July 17, 2014 — The New Hampshire attorney general's office will not enforce a state "buffer zone" law (SB 319) that took effect last week while a federal judge considers a related lawsuit over the law's constitutionality, the Portsmouth Herald reports (Dinan, Portsmouth Herald, 7/15).
The law created a 25-foot buffer zone around abortion clinics in the state.

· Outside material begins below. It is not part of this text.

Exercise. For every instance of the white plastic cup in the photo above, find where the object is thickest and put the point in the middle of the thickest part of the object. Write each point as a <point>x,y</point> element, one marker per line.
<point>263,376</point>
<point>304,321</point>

Last week, a Christian legal group filed a federal lawsuit against the law, alleging that the measure violates antiabortion-rights protesters' right to free speech. The group, called the Alliance Defending Freedom, is the same organization that led a challenge resulting in a recent Supreme Court ruling that struck down a Massachusetts "buffer zone" law.
The attorney general is confident that the law is constitutional, according to a spokesperson for New Hampshire Gov. Maggie Hassan (D). The New Hampshire law differs from the Massachusetts measure in that it gives clinics flexibility to determine the size of their buffer zone, as long as it does not exceed 25 feet (Women's Health Policy Report, 7/9).
According to the Herald, an initial hearing over the lawsuit is scheduled for July 25 in U.S. District Court. The case involves the Joan G. Loverling Center, a women's health center in Greenland, N.H. (Portsmouth Herald, 7/15).
Group Mulls Challenge to Pittsburgh Law
In related news, Matt Bowman, senior counsel at ADF, said that he is "looking very closely into the possibility" of filing suit against an ordinance in Pittsburgh that created a 15-foot buffer zone around abortion clinics, the Pittsburgh Tribune-Review reports.
Meanwhile, Tim McNulty, a spokesperson for Mayor Bill Peduto, said city officials intend to keep enforcing the law. He said that the law is "a lot different from the Massachusetts zones" and "narrowly tailored enough to stand after the Supreme Court decision" that invalidated the Massachusetts law.
According to Planned Parenthood, harassment reports have declined substantially since the ordinance was enacted. Planned Parenthood spokesperson Aleigha Cavalier said, "It allows the protesters to say what they want to say, and allows our patients to get in the door without worrying about someone blocking it" (Smeltz, Pittsburgh Tribune-Review, 7/15).